Fifteen minutes later, an aide arrived with two soft blankets from the blanket warmer and I covered him as he lay on the mattress. Ensuring his head was on the practically non-existent pillow; I lie down beside him and felt his nightmare-filled sleep. His body jerked involuntarily and he moaned. Haunting demons filled his tortured rest.
I missed the Tom I married. But, Tom missed himself even more.
I didn’t know how to rescue my husband. He was drowning and I’d never learned how to swim. I knew I couldn’t make everything all right. Tom’s mind was broken and in the process my heart shattered. I couldn’t fix him. I couldn’t make it never have happened. I would always be there to pull us through one more crisis.
Once Tom settled into a more or less uninterrupted sleep, I pushed the call button for someone to unlock the door of the quiet room. I didn’t want to leave Tom but grief and fatigue overpowered me. My body protested with stiffness from forcing it to be in unnatural positions while holding Tom.
I’d been in the locked room 7 hours bringing my husband, the love of my life, back to reality.
I left the locked room with the monitor on at the nurses’ station, retreated to Tom’s private hospital room and curled into a ball on his bed, crying until the tears wouldn’t come anymore. I went over in my mind all the events that might have caused this break and couldn’t find a clue.

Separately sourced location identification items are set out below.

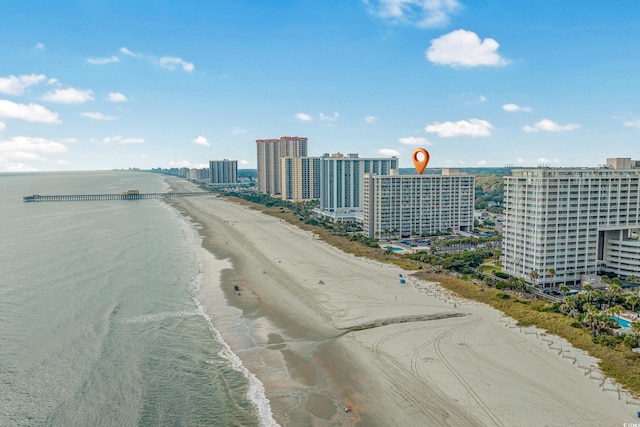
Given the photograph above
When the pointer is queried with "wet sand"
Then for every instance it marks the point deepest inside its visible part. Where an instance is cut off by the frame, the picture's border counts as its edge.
(401, 354)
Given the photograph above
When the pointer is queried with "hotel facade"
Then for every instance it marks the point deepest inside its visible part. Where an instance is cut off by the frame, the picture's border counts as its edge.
(300, 178)
(566, 224)
(401, 206)
(269, 162)
(342, 180)
(223, 171)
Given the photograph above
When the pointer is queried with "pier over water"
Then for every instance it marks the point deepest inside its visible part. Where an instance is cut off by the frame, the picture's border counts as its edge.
(127, 195)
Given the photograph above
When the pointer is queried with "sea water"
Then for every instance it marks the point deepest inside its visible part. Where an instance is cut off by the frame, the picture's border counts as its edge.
(99, 320)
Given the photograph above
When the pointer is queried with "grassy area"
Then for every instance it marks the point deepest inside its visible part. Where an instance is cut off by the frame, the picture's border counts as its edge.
(619, 363)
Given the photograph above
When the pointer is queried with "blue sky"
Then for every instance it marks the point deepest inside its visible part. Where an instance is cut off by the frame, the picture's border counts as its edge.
(102, 84)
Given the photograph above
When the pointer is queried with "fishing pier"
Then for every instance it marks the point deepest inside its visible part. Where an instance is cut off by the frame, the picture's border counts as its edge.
(127, 195)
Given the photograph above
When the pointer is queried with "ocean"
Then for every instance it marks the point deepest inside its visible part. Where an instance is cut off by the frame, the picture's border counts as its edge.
(100, 324)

I mourned yet again the Tom I knew long ago and the life we had dreamed of. This progressive disease assaulted every aspect of our bodies and our lives. Bipolar disorder lay our lives in ruin every moment of every day.
God, I missed my husband. I missed me. I missed us. These staggering loses were too much to bear. Was this why Tom had psychotic breaks? Where did my husband go?
Two hours later I leaned against the steel door of the quiet room. The room where my husband lay, alone, on Christmas day.